By Isla Binnie and Manya Saini
NEW YORK, April 9 (Reuters) – Investors have asked to pull more than 15% of their assets from Carlyle’s flagship private credit interval fund, the group said in a shareholder letter on Thursday, in the latest rush away from funds that give broad access to the rarely-traded asset class.
Scrutiny is intensifying on the multi-trillion-dollar private credit market, as investors question the health of loan portfolios and how the software companies that have borrowed from funds will manage disruption from artificial intelligence.
The Carlyle Tactical Private Credit Fund (CTAC), which has more than $7 billion in assets, received repurchase requests totaling about 15.7% of its shares in the first quarter, more than three times the 5% threshold it usually offers to repurchase.
“Recent market volatility has led to increased repurchase activity across private credit funds,” it said in the letter.
Managers of so-called semi-liquid funds, which give investors the chance to redeem a limited amount of capital at set intervals, have capped redemptions as some asset markdowns spooked markets and dragged on funds’ performance.

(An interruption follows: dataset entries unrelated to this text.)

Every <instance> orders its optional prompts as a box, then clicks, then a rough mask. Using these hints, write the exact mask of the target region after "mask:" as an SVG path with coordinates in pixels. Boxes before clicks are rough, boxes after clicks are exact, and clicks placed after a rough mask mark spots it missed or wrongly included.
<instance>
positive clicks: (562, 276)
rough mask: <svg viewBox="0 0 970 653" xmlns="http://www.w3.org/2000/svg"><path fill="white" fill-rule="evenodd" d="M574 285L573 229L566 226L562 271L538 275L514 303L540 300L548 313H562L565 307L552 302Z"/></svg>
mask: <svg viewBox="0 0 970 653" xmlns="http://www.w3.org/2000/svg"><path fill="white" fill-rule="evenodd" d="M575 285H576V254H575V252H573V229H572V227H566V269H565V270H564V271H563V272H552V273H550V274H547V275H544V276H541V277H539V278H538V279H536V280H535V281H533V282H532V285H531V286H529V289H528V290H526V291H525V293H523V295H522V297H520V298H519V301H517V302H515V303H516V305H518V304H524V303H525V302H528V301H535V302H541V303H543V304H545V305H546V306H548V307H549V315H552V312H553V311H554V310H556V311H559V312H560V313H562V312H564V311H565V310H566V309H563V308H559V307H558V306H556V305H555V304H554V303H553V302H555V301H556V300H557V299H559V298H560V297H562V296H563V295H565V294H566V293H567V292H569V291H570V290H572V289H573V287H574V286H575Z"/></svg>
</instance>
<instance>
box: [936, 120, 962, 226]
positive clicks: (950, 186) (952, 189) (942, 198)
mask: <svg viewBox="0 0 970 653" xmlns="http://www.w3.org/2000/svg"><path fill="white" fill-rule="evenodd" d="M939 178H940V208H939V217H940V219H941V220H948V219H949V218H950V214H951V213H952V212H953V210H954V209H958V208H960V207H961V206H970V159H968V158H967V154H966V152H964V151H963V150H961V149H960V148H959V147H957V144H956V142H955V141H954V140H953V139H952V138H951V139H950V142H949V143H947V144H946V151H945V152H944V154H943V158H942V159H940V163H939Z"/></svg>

Morgan Stanley, BlackRock and Apollo Global Management, among others, have imposed limits in recent weeks.
PRIVATE CREDIT INDUSTRY REELS
Concerns that AI could erode software companies’ earnings and weaken their ability to repay loans have deepened and shares in alternative asset managers have compounded months of losses. Carlyle’s stock was last down 1.5% in morning trading.
CTAC is an interval fund, which means it is legally obliged to allow shareholders to redeem their holdings periodically. At business development companies (BDCs), whose investors have put in historically high redemption requests this year, boards can decide whether to buy the holdings back or not.
A Carlyle spokesperson said the fund has 950 positions and no single credit is more than 1.5% of the portfolio. Its assets under management have risen 15% year on year, the spokesperson added.
Direct lending makes up some 40% of the portfolio, as of January 30, according to CTAC’s website. Software accounts for 12% of the fund’s portfolio, and there have been no defaults on its loans to software companies over the past five years, the spokesperson said.
The fund said in the letter that its structure allows it to manage liquidity and avoid forced asset sales, particularly during market volatility.
The news of redemption requests at CTAC was first reported by the Wall Street Journal.